About half way through a very low intensity surf ski workout this morning I noticed my pace quicken and my thoughts begin to race.
I started the work out grounded, relaxed, loosely but keenly focused on technique and mostly just enjoying the salty solitude on Lake Mission. I was feeling grateful that after months of rehab I was seemingly able to resume some paddle workouts, all be it, at a low level and with caution.
I went from being mindful of each stroke, the pressing of the heels, the rotation of my upper spine, the sound of the blade hitting the water to thinking and wondering if my back was going to hold up sufficiently for the more demanding sessions that I would hopefully embrace this spring in the surf . And if it did hold up, if it would then hold up for the racing and multi disciplined events that I love so much in the summer.
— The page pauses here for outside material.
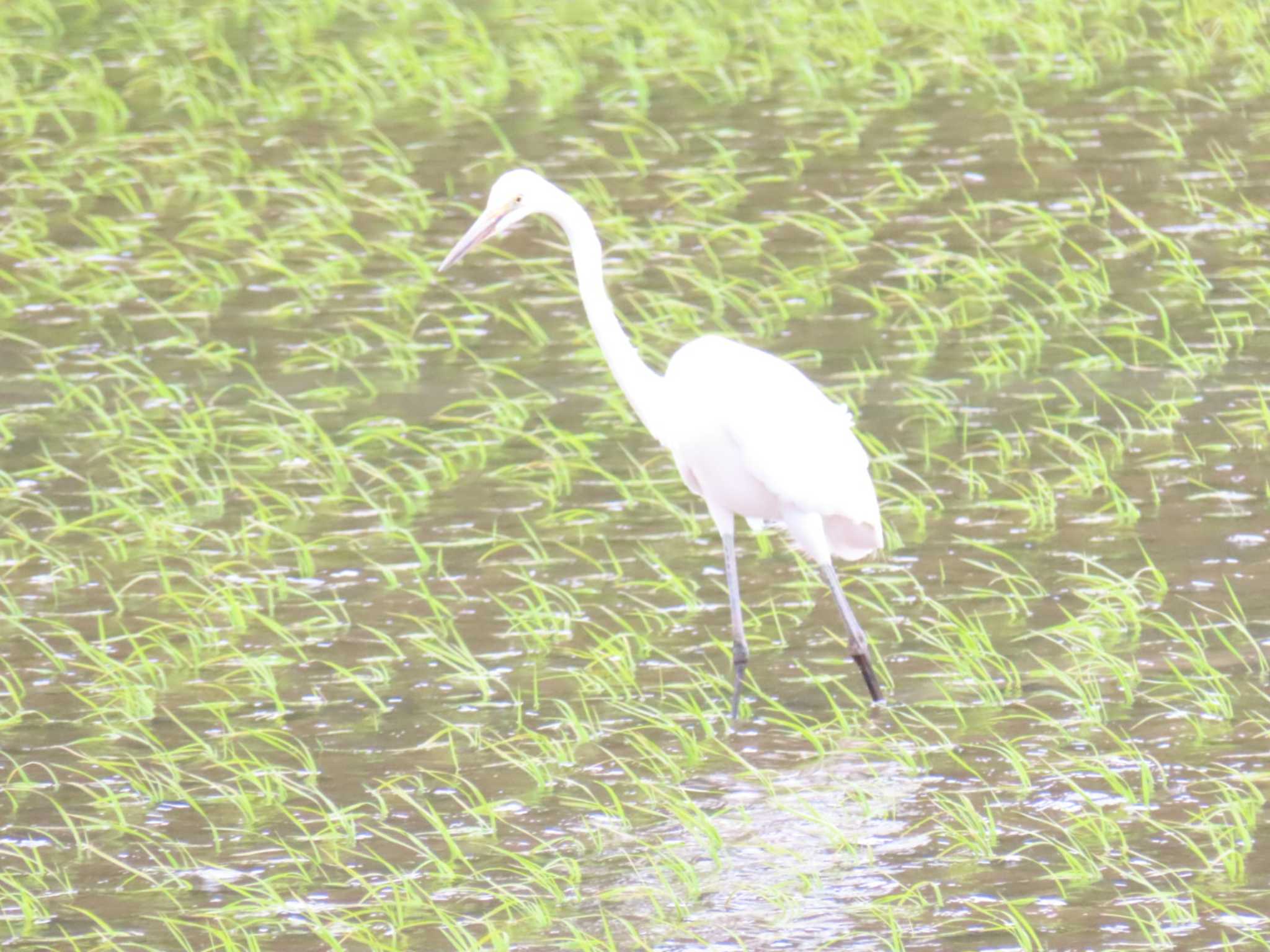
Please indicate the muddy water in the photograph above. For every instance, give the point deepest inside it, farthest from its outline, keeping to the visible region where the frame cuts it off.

As I watched my mind get 2, 3 and 4 months ahead of my rehab, considering a host of things that as of that moment were out of my control I said out loud, “stop” and took my paddle out of the water and came to an intellectual and physical pause and just floated…
As I took calming breaths, I talked my self down from the useless, perilous cliff of what if can’t and what will I do…and brought myself back to the gorgeous environment I was surround by and the present state of well being, which was pretty darn good.
I sat in my boat and looked around at the beauty that was all around me, I sat up tall noticing very little tension in my back and my hip and thought Spikey, you can’t control what might happen, all you can control is executing to the best of your ability a logical approach to resuming padding.
When we focus on future outcomes rather than the present moment we are trading the real life joy of now for a speculative moment of some other day that may or may not come.
When we experience set backs, pain or loss it can be sad, scary and radically unsettling. But there really is only one healthy way to proceed forward and that is with an organized, gradually progressive plan and a beginners mind with a deep appreciation for that which we can control and embrace right now to advance in the direction of our dream.
I hope my back continues to heal and I hope that I get to play the way I’d like this summer but for now I’ve been reminded that the years of activity I’ve had have been a gigantic gift and I will continue to be grounded in the present, doing my rehab, embracing those actives that work and enjoying the process of restoration regardless of how far that get me.
Wishing each of you patience, persistence and support in what ever cliffs you need to talk yourself down from as you pursue your dreams.
Train smart, have fun and never give up,
The session started out at an appropriate low intensity, allowing my healing body to reacquaint itself to the unique physical demands of ski padding.